Futaba: Actually. Is he really a PUNK ass bitch?





Futaba: A punk is a rebel, someone who doesn’t follow the rules. And you know, Akechi’s basically Shido’s little bitch baby so like. No way he’s a punk.


Ryuji: Omg ur right tho.


Ryuji: He’s a bitch ass bitch.


Akira: bitch^2


Makoto: Hey, l love you guys but literally shut the fuck up.


Futaba: gasp


Makoto: We’re in the middle of class and if I get called out for my phone’s incessant buzzing I’m dragging you each to your own individual layer of hell.

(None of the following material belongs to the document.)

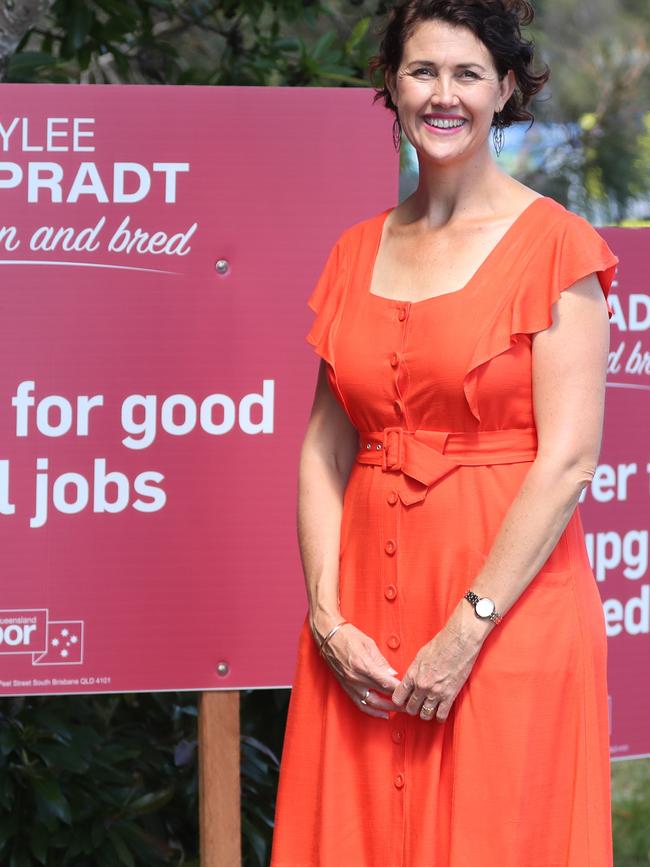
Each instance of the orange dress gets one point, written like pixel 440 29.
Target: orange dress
pixel 440 391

Futaba: Oh right lmfao you guys do that.


Futaba: School.




Ryuji: akira?????? wow I can’t believe akira has his own puppet show.  


Makoto: RYUJI.






Goro Akechi


Today 1:00 PM

Akira: Yo Akechi


 Today 2:02 PM

Akira: Oh shit do you actually pay attention in class? Nice


 Today 3:30 PM

Akechi: Hello Akira! Yes, unfortunately, I do keep my phone put away while I’m in class but I was just dismissed. Can I help you?


Akira: oh god, consistent proper grammar.


Akira: U text like Makoto but worse.


Akechi: Oh well…I’m sorry?


Akira: Nah, it’s cool.


Akira: Anyway, I wanna hang out, are you free?


Akechi: Well, I did have to set some time set aside for my studies before I head to the police station tonight…Maybe another time?


Akira: Nah, it’s cool I’ll study with you.


Akechi: Akira, it seems you have forgotten I’m a year above you….I’m flattered you want to hang out though! But I think another time would be best.


Akira: Do you like ihop


Akira: we could study at ihop


Akira: I have a coupon


Akechi: ….


Akechi: What kind of coupon?


Akira: 20% off the entire meal.


Akechi: I’ll meet you at Leblanc and we’ll catch the subway from there.